In the plot of average AUC values (Fig. 3, middle row), an average behavior of ADRPs of a particular identification group size and image resolution can be observed. For identification group sizes 20 AD/20 CN and 30 AD/30 CN, image resolution 8 mm has the highest AUCs. For group sizes 40 AD/40 CN and 60 AD/60 CN, the 10 mm and 12 mm resolution patterns perform better (have higher AUC) than others. For identification group size 80 AD/80 CN, the patterns identified from images with resolutions 10 mm and 20 mm perform better than others. By comparing consecutive plots in the middle row of Fig. 2, we can see that increase in average AUC due to identification group size is only about 3% from size 20 AD/20 CN to 80 AD/80 CN.

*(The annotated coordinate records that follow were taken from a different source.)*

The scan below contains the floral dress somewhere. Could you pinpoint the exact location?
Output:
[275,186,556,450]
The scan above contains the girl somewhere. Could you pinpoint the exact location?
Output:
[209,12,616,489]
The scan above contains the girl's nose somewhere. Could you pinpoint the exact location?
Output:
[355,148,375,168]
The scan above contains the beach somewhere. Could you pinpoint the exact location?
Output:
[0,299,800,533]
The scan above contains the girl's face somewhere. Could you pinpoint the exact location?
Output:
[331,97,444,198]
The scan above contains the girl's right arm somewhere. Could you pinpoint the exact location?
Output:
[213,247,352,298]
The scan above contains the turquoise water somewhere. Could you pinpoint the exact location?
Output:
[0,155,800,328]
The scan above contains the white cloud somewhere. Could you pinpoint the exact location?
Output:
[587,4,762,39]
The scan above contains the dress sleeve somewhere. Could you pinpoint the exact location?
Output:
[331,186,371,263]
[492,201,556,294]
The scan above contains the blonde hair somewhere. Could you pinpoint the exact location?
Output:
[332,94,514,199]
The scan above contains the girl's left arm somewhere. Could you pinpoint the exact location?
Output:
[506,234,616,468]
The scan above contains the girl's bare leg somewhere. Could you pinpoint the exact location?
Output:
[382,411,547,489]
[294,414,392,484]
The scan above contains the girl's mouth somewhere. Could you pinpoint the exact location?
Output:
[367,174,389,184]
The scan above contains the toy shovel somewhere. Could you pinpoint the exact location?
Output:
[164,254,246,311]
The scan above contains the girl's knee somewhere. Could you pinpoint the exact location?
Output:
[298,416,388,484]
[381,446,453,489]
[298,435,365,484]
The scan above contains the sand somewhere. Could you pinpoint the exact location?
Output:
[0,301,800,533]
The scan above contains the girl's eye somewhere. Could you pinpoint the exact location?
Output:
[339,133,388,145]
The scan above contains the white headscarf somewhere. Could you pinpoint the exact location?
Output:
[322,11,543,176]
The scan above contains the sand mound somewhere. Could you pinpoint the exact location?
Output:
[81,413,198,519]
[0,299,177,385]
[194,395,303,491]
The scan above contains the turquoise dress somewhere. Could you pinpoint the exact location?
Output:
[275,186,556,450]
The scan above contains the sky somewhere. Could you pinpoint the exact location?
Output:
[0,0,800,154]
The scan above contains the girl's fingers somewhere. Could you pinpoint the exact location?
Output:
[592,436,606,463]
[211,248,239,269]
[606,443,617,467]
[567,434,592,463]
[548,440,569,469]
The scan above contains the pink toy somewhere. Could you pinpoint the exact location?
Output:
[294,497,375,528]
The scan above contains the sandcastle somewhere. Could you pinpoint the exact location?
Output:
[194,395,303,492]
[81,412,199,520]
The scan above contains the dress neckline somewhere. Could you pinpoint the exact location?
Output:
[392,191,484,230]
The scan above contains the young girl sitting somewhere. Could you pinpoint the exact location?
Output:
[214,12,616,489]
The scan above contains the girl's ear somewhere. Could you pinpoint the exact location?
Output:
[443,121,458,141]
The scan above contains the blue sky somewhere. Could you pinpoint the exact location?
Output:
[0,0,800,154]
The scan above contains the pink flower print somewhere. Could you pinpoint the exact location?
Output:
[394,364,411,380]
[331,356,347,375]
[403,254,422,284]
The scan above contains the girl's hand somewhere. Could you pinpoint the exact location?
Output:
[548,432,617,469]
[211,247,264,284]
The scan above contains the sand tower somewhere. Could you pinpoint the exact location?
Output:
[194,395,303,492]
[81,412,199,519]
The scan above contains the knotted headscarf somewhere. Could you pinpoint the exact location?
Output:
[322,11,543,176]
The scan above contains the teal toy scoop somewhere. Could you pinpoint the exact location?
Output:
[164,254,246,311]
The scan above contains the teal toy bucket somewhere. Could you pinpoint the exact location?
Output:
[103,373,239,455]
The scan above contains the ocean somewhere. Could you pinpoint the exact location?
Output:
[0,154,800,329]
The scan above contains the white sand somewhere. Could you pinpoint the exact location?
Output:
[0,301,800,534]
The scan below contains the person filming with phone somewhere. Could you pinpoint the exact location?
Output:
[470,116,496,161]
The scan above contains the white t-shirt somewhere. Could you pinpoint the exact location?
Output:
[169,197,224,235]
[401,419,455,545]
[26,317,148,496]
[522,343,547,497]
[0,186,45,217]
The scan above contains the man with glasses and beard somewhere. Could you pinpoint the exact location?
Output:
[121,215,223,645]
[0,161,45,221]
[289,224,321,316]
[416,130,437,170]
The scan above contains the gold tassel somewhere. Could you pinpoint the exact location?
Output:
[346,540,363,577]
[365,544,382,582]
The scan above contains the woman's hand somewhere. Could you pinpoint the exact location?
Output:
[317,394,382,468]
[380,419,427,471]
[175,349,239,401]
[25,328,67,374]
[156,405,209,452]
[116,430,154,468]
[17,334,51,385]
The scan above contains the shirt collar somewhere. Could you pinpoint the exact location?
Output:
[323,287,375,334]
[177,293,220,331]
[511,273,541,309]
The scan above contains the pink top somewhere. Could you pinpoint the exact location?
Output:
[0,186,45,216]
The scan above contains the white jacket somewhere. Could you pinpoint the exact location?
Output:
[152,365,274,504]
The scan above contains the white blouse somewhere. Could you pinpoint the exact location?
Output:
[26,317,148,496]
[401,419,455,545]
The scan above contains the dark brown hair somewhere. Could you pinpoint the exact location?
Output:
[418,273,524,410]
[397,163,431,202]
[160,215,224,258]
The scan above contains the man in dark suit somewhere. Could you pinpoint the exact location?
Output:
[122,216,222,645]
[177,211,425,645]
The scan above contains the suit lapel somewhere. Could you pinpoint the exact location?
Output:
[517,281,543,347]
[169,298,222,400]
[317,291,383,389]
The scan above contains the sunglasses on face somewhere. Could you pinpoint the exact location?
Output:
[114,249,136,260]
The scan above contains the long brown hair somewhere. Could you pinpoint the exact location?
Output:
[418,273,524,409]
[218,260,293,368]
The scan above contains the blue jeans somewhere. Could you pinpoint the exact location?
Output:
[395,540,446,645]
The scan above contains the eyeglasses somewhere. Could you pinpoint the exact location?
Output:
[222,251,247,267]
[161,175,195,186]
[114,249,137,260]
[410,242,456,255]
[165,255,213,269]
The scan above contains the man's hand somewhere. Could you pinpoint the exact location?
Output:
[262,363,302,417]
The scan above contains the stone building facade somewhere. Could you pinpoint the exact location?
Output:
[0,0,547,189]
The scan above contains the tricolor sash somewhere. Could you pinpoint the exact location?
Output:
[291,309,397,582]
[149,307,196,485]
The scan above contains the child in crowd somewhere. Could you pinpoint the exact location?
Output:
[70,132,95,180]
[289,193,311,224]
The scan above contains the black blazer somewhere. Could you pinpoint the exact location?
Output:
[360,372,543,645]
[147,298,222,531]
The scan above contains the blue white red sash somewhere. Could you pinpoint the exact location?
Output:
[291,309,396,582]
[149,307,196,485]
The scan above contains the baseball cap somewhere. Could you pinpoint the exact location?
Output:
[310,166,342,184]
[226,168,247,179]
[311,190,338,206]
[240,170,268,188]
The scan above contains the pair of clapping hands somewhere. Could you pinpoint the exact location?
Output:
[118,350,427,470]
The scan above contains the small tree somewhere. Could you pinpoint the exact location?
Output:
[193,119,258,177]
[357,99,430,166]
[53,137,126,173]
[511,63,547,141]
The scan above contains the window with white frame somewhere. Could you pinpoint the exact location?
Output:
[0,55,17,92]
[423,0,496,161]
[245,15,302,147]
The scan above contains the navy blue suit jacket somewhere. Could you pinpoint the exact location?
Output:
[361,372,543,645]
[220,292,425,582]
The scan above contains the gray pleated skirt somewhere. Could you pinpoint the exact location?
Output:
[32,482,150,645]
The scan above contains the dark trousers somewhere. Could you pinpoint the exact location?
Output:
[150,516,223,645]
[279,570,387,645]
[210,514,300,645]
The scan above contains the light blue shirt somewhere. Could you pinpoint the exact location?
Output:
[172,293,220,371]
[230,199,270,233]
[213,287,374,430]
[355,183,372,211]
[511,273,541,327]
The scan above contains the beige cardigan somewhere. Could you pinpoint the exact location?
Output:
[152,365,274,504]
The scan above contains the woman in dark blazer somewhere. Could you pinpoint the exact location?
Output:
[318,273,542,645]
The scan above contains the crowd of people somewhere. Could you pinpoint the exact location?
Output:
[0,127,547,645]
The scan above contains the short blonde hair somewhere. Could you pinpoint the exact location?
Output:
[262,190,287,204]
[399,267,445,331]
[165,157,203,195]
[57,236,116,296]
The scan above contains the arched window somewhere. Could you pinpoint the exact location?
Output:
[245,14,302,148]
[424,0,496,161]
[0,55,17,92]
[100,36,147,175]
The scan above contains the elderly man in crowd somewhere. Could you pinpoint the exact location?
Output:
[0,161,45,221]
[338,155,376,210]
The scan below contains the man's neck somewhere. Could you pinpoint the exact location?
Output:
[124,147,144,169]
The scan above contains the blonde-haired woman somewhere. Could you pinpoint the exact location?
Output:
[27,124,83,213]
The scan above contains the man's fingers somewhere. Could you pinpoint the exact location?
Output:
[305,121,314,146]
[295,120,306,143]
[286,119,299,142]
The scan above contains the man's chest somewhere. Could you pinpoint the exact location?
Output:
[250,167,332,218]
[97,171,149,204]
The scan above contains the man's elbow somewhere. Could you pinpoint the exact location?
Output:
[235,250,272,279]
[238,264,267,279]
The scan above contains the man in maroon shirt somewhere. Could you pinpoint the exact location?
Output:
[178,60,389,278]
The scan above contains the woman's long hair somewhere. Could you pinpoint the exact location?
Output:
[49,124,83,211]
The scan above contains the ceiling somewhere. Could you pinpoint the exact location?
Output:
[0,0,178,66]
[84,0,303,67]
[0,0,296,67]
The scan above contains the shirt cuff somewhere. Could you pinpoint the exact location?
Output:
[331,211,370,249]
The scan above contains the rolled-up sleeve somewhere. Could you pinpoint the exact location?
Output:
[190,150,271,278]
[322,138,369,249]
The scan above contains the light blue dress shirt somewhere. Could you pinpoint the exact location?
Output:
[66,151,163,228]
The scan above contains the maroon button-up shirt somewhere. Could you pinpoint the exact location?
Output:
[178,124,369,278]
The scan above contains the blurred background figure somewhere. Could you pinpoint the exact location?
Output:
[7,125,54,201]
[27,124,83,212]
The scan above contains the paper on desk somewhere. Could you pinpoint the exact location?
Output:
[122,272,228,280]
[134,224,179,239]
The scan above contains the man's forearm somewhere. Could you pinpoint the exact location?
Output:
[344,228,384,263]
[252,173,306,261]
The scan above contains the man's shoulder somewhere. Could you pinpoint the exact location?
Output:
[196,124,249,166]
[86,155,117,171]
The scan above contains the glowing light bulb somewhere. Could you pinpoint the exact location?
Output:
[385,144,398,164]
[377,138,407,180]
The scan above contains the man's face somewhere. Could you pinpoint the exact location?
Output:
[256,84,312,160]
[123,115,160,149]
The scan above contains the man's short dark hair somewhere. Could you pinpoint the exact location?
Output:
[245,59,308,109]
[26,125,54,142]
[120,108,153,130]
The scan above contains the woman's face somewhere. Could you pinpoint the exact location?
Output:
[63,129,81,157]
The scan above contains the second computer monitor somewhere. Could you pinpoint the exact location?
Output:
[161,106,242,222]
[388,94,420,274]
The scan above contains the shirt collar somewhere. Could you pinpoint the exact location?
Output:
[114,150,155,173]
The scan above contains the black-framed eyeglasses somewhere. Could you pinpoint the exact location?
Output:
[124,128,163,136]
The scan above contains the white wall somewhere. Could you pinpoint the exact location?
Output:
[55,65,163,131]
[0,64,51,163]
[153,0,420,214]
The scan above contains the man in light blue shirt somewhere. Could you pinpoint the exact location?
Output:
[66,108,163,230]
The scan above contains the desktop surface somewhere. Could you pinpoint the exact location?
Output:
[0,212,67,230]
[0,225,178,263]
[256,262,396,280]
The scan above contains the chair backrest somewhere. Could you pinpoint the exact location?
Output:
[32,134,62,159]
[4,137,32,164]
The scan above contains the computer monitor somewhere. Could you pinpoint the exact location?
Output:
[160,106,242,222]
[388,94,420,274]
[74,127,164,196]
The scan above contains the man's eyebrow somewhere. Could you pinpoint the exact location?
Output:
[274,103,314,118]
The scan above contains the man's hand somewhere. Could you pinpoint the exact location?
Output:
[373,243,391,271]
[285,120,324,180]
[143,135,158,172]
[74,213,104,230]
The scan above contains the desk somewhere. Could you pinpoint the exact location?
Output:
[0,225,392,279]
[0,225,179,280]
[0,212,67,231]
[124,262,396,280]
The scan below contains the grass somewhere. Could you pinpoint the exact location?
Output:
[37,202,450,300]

The average of the lowest five AUC values (Fig. 3, bottom row) is the smallest for 20 AD/20 CN group size and increases substantially (for about 0.07) for 30 AD/30 CD group size for all image resolutions. An additional increase (about 0.02) is seen for 40 AD/40 CN, and then, the plateau is reached. The best performance is again at 8 mm for 20 AD/20 CN and 30 AD/30 CN and at 10 mm and 12 mm for larger identification group sizes. For small identification groups, the average of the lowest five AUC values is 10% lower compared to the average AUC value; for larger groups, the values are similar.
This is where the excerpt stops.